MPEG-4 and particular the "h.264" compression system is very good at producing good looking video with the minimum bytes. Most digital video cameras, phones, and Blu-ray disks use h.264 internally to compress and store the video data. Patent fees are paid by the manufacturer to produce an encoder or decoder in hardware or software.

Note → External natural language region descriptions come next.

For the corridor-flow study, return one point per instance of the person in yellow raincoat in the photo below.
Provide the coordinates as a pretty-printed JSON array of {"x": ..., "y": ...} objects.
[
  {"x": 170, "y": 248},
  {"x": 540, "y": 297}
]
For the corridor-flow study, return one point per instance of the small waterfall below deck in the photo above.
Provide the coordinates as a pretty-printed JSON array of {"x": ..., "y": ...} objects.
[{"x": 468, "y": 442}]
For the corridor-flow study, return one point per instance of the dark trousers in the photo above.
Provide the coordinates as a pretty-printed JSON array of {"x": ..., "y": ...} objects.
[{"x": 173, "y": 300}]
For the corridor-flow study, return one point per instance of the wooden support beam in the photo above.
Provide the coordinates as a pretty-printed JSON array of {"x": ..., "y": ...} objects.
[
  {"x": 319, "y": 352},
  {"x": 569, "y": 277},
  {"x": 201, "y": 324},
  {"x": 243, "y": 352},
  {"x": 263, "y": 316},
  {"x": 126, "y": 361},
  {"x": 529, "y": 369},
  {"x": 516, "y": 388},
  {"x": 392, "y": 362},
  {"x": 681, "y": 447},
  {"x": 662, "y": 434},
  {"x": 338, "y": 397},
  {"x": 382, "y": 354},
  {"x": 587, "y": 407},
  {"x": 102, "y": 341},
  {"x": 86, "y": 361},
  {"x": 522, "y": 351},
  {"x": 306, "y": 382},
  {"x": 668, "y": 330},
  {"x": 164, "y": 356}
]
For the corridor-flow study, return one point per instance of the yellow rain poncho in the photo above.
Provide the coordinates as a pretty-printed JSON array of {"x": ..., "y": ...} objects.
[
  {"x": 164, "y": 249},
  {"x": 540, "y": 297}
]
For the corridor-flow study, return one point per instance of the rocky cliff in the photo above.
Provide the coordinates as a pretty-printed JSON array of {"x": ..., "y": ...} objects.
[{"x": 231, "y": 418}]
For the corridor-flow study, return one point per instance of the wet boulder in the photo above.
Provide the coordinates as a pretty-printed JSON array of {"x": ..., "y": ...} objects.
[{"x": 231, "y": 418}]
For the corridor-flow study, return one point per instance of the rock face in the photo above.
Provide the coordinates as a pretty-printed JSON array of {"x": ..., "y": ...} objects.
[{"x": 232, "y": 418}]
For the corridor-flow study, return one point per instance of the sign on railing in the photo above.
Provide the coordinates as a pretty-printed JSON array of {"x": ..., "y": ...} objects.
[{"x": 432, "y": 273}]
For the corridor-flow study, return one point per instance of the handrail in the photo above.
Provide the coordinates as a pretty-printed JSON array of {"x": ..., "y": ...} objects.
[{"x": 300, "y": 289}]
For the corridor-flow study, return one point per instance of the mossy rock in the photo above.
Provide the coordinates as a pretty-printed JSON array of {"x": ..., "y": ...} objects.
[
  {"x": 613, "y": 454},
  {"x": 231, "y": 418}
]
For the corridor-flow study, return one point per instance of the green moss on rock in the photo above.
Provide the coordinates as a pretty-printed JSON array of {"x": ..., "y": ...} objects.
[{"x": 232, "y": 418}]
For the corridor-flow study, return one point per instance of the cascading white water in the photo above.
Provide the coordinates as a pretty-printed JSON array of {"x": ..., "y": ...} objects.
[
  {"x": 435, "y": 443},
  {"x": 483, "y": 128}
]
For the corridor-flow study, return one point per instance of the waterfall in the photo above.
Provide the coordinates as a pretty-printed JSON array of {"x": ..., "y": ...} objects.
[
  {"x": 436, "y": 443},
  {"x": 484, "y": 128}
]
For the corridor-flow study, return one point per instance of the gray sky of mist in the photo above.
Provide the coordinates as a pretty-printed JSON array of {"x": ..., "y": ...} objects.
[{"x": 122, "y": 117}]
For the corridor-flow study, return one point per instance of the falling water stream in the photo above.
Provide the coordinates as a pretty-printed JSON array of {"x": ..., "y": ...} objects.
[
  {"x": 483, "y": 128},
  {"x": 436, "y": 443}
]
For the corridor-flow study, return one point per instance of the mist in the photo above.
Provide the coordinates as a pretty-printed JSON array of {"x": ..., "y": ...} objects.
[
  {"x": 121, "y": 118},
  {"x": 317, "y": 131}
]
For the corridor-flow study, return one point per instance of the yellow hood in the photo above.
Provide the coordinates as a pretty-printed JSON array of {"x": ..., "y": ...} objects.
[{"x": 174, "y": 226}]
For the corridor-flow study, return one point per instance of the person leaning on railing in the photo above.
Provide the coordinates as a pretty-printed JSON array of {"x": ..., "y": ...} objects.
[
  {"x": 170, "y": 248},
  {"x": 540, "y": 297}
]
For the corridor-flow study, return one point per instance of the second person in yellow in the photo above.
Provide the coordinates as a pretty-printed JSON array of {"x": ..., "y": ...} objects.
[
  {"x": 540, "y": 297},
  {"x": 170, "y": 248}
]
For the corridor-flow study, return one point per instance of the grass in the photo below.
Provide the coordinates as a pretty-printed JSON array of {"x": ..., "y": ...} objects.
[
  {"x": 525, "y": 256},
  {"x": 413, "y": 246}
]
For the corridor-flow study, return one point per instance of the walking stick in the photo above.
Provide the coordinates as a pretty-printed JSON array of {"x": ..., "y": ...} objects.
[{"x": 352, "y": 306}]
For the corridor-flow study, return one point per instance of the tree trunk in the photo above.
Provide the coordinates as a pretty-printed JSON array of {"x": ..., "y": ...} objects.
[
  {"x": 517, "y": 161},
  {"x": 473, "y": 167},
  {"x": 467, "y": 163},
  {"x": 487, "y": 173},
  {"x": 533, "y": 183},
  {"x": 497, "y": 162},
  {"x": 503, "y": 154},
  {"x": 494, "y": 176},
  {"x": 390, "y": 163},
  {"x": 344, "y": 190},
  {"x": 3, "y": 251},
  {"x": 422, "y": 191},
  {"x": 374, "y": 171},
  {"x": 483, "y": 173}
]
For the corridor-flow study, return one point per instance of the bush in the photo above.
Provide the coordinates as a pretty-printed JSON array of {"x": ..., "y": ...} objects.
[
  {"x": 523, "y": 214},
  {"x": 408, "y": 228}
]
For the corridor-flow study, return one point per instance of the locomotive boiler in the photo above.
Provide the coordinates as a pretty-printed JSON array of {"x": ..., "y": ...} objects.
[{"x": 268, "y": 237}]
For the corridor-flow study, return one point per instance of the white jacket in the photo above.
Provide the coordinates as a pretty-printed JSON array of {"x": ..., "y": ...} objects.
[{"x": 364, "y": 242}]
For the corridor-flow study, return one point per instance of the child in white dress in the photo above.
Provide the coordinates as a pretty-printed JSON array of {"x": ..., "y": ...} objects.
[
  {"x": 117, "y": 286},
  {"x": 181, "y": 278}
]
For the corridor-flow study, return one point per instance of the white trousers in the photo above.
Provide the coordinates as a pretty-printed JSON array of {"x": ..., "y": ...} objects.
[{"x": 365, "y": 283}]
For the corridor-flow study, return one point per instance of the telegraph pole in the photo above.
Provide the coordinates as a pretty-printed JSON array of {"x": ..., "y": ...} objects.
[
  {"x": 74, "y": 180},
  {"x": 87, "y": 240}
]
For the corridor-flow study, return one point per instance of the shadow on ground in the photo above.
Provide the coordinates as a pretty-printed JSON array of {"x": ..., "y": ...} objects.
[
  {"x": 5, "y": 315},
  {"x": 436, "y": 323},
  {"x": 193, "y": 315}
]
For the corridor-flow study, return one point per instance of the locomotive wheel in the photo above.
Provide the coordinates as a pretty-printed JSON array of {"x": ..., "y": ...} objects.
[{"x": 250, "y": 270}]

h.264 Obnoxious Licensing Terms

One surprising thing about the h.264 licensing is that it does not come with an unrestricted right to distribute your own video. You have properly bought a video camera (paying for the patents), and produced your video and stored it on your hard drive. However, if you want to make a web site or whatever that distributes the video to many people, you may have to pay additional royalties for each minute distributed of your video. There may be exceptions if your video is distributed for free, however these terms have been changed over time, so really you have to consult a lawyer to see what you are permitted to do with your video. These license restrictions strike me as unusually obnoxious and certainly out of step with how you usually think of having your own data file. My guess is that MPEG did not have a lot of competition, resulting in these one-sided terms.

Open Video Format - WebM

In support of an open internet, Mozilla, Google and others have been working on a free and open "WebM" video compression scheme to compete with h.264 -- free to encode or decode video, and free to distribute the video however its owner wishes. Those are the sorts of terms under which the internet has thrived. See the WebM project.

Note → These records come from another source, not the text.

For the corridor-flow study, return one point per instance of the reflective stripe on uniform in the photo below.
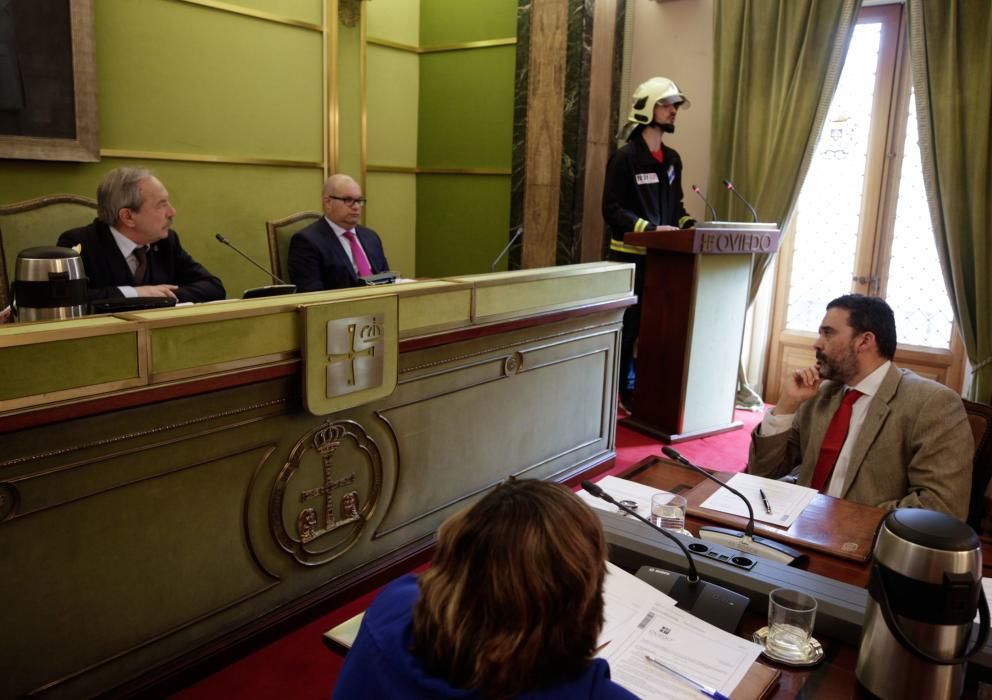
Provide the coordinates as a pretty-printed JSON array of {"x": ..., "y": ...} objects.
[{"x": 621, "y": 247}]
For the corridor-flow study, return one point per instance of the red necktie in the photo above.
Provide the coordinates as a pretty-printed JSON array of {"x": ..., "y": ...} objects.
[
  {"x": 141, "y": 255},
  {"x": 361, "y": 262},
  {"x": 833, "y": 441}
]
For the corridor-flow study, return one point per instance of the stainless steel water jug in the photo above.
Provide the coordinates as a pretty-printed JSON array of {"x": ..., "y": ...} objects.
[
  {"x": 49, "y": 283},
  {"x": 925, "y": 586}
]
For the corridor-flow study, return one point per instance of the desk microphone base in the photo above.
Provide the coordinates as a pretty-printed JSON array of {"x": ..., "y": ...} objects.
[
  {"x": 709, "y": 602},
  {"x": 758, "y": 546}
]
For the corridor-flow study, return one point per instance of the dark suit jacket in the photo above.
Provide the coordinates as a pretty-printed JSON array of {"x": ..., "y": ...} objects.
[
  {"x": 317, "y": 261},
  {"x": 915, "y": 448},
  {"x": 168, "y": 263}
]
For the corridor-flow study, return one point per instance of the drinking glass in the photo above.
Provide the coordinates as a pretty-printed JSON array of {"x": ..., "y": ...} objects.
[
  {"x": 790, "y": 624},
  {"x": 668, "y": 511}
]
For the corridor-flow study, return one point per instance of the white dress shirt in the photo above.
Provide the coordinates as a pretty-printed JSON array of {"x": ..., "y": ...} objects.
[
  {"x": 773, "y": 424},
  {"x": 127, "y": 247},
  {"x": 339, "y": 232}
]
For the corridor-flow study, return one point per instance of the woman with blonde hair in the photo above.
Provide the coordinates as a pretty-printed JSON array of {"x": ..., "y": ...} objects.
[{"x": 512, "y": 606}]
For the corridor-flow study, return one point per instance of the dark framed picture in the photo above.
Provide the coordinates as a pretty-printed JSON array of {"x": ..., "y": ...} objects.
[{"x": 48, "y": 105}]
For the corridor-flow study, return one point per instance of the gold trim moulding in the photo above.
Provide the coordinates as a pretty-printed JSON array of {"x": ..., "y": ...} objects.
[
  {"x": 410, "y": 170},
  {"x": 255, "y": 14},
  {"x": 206, "y": 158},
  {"x": 487, "y": 44}
]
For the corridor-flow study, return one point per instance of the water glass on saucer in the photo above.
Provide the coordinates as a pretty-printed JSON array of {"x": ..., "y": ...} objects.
[{"x": 791, "y": 615}]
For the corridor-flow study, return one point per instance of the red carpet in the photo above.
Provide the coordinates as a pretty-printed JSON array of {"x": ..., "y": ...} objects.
[{"x": 299, "y": 666}]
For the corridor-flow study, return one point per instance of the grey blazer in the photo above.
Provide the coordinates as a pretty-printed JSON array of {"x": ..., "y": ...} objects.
[{"x": 915, "y": 449}]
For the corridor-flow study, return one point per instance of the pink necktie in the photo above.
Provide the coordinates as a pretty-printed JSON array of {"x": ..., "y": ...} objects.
[
  {"x": 361, "y": 262},
  {"x": 833, "y": 441}
]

Bottom line: if you convert a video to .webm format, and then you don't have to worry about the licensing for yourself or your audience. Chrome, Firefox, and Microsoft Edge support it out of the box. Apple is the holdout, and should be embarrassed to be so clearly on the wrong side of internet history. (Aside: as a company gets more powerful, does this tend to make it less customer friendly? Maybe this is an example.)

Old Way: Flash Video

HTML5 Video Tag

Here's our earlier hard-drive example video embedded with a <video> tag as follows (the video is kind of big). Note how similar this is to putting in an image tag.
<video src="how-a-hard-drive-works.webm" controls="1" width="750">

The video is not hosted by YouTube or something, it's a direct part of the page. This is the better way to do it.